米グーグルは2026年5月20日、AI技術を活用した画像の真偽判定機能を新たに開発したと発表しました。この機能は、人工知能によって生成された画像と実際に撮影された画像を区別することが可能で、昨今問題となっているディープフェイクや偽情報の拡散防止への対策として注目されています。
新機能は、画像内の微細なパターンや不自然な要素を解析することで、AI生成画像を高精度で検出するとされています。近年、生成AI技術の進歩により、人間の目では判別が困難なほど精巧な偽画像が容易に作成できるようになったことを受け、グーグルは2024年から本格的な開発に着手していたとみられます。
同時にグーグルは、メガネ型ウェアラブル端末市場への再参入も明らかにしました。同社は2014年にグーグルグラスの一般向け販売を終了して以来、コンシューマー向けメガネ型端末から撤退していましたが、約12年ぶりの復帰となります。新製品には今回発表されたAI画像検出機能の搭載も検討されているとの報道もあります。
市場調査会社の推計によると、世界のメガネ型ウェアラブル端末市場は2025年時点で約50億ドル規模とされ、2030年には200億ドルを超える成長が予測されています。アップルやメタ(旧フェイスブック)なども同分野への投資を強化しており、競争が激化している状況です。
AI生成画像の検出技術については、教育機関や報道機関、SNSプラットフォームからの需要が高まっています。
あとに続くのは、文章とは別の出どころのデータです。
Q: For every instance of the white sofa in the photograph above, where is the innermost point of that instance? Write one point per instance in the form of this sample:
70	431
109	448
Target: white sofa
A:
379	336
業界関係者は、偽情報対策の重要性が増す中で、こうした技術の実用化が急務となっていると指摘しています。グーグルは段階的に機能を公開していく方針で、まずは開発者向けのAPIから提供を開始する予定です。
今後、AI技術の発展とともに生成される偽画像の精度も向上することが予想される中、検出技術の継続的な改良が課題となります。グーグルの新機能がどの程度の精度を実現できるかが注目されるとともに、メガネ型端末市場での同社の戦略にも業界の視線が集まっています。